Al ser absorbido, se distribuye uniformemente en los tejidos, con máxima concentración en los tejidos de alto contenido de grasa (volumen de distribución [VD]: 0,57). La eliminación sin transformación es de aproximadamente el 2 % a través de la orina y los pulmones (12). La eliminación pulmonar del etanol tiene muy poco interés clínico; solo es relevante en casos de pruebas judiciales.

Su metabolismo principal es hepático, a través de tres enzimas: la alcohol deshidrogenasa, el sistema microsomal de oxidación (citocromo P450 2E1) y la catalasa (13). La vía metabólica a través de la alcohol deshidrogenasa es importante, en términos de explicar su utilidad en la intoxicación por otros alcoholes tóxicos, teniendo en cuenta que en estos casos actúa como inhibidor competitivo de la enzima y previene la formación de los metabolitos tóxicos. El alcohol es transformado de etanol a acetaldehído y, posteriormente, a acetato, el cual se puede utilizar, a su vez, para fabricar ácidos grasos o metabolizarlo mediante el ciclo de Krebs (14).

De forma aguda, el alcohol produce varios efectos fisiológicos (tabla 3). Ellos explican, al menos parcialmente, los eventos negativos que podrían presentarse durante la etiloterapia: confusión, estupor, somnolencia, depresión del estado de conciencia, hipotonía e hiperreflexia, náuseas y vómito, insuficiencia cardiaca, edema pulmonar, dificultad respiratoria, oliguria, dolor abdominal, necrosis tubular aguda, hematuria, proteinuria e insuficiencia renal aguda (15,16).

Tabla 3. Efectos agudos del etanol 

Uso en intoxicación por alcohol metílico-metanol

El metanol es un líquido volátil e incoloro, pero sus metabolitos conducen a la toxicidad en el humano. La vía más frecuente de intoxicación es la oral, generalmente producto del consumo de bebidas alcohólicas adulteradas (26).

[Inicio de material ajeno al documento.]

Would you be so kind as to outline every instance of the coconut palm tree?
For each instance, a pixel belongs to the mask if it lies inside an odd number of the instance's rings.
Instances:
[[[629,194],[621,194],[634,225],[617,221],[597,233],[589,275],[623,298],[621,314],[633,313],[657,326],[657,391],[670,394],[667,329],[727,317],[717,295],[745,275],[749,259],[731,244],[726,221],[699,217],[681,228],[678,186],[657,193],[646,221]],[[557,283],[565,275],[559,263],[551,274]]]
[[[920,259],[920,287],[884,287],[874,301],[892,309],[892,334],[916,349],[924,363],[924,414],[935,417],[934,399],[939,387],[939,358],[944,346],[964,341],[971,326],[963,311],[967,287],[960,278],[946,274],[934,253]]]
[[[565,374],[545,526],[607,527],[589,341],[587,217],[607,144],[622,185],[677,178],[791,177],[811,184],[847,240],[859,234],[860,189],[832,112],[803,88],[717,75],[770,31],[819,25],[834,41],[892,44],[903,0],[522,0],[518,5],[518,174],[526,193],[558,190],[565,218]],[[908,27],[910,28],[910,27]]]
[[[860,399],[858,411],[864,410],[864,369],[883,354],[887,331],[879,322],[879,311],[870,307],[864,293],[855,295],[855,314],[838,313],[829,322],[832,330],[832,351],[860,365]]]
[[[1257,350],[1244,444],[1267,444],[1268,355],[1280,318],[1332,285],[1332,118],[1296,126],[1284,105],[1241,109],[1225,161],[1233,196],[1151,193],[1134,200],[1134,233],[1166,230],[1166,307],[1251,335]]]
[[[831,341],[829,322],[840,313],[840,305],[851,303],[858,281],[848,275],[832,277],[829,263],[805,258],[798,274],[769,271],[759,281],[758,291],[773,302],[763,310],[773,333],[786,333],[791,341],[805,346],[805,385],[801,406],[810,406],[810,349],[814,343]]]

La toxicidad se genera como consecuencia de la oxidación del metanol a formaldehído y, posteriormente, a ácido fórmico (sustancia tóxica para el ser humano). La velocidad con la que se metaboliza el metanol, dependiente a su vez de la coingestión de etanol, modifica el tiempo de expresión sintomática de la intoxicación por metanol, la cual puede aparecer entre los 40 minutos y las 72 horas (27). Se ha documentado que la dosis mínima capaz de producir toxicidad es de 30 ml. La mortalidad de la intoxicación por alcohol metílico se encuentra entre el 10 % y el 30 % (28); además, se ha descrito que luego de la inhalación o exposición cutánea, estos dos últimos casos suelen ser un reto diagnóstico para el médico tratante (29).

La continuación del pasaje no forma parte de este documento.